Biographical Note: Rosaire Lehoux, born in Quebec in 1920 and raised on a small farm in Giroux, held a large repertoire of Quebecois fiddle tunes and spent his life playing fiddle at countless community events and dances in eastern Connecticut and Rhode Island. Rosaire was known for his “crooked tunes” and his unique way of holding the bow. Despite his age, he often jumped up to do a step dance at soirees, and he always kept the rhythm with his feet while playing fiddle. Rosaire played with the group "Les Joyeux Copains" along with Michel Grenier and Camille Richard, for many years in the 1990s. Rosaire served as a mentor to several apprentices in the program, including Colette Fournier and Nancy Lemme from Rhode Island and was especially influential to fiddler Daniel Boucher from Connecticut. Rosaire passed away in 2013.

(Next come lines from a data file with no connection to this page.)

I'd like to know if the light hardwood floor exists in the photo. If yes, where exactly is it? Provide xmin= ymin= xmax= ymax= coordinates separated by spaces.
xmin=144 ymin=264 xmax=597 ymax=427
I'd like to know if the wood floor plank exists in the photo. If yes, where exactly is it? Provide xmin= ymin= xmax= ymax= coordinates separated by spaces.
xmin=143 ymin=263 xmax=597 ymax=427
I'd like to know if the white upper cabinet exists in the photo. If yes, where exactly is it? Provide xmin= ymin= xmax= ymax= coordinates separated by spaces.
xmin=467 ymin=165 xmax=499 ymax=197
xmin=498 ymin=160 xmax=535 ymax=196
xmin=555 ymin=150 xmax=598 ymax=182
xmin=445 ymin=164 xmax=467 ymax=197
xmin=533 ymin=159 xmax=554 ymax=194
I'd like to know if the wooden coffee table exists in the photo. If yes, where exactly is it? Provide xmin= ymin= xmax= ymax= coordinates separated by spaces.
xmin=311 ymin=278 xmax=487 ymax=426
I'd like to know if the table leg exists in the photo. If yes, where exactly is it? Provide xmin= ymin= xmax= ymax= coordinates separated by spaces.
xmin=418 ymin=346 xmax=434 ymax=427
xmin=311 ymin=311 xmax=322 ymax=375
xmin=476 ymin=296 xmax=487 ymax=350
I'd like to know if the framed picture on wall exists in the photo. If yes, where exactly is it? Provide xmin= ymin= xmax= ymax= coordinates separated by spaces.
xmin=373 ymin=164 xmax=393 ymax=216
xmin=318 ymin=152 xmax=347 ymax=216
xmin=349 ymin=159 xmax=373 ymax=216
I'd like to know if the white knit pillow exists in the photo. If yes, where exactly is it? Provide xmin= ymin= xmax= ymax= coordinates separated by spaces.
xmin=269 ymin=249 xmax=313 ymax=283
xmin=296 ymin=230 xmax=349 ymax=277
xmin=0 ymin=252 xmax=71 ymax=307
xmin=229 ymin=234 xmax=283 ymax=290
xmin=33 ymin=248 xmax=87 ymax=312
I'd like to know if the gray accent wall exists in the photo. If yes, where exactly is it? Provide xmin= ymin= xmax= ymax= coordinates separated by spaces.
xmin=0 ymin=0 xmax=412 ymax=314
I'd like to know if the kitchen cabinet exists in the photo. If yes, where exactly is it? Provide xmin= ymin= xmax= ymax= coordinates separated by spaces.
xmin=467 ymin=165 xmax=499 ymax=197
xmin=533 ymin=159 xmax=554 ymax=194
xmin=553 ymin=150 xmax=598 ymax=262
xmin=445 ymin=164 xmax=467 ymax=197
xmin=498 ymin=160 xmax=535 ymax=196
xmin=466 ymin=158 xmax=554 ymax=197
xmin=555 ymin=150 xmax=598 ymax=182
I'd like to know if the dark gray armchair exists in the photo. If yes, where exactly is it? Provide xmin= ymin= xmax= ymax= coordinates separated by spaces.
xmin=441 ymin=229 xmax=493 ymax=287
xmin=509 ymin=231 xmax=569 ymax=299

Biographical Note: Colette Fournier. Born and raised in a family that cherished its French traditions, Colette learned music and songs at home from an early age. She increased her repertoire through a two-year apprenticeship with Ben Guillemette in Maine and with Rosaire Lehoux of Connecticut during the first year of the Southern New England Apprenticeship Project, and later with fiddler Donna Hebert in Year 9 (2006-2007) and Dan Boucher in Year 10. Colette regularly organizes quadrille dances in the French communities in Connecticut and Rhode Island and performs with the group La Sauterie with her sister and a niece. She continues to teach fiddle playing to others in various community settings. Colette's grandfather made and played Franco fiddles, she remembers. She has studied with Ben Guillemette from Maine, and learned some of Rosaire's "tunes with no names and the crooked tunes - with an odd number of beats in the A or B parts" during her Year 1 apprenticeship with him. The French Canadian fiddle apprenticeships were instrumental in bringing these musicians together to play all around New England.

Additional audio, video, and/or photographic materials exist in the archive relating to these artists.

Cataloging Note: This project was made possible in part by the Institute of Museum and Library Services MA-245929-OMS-20.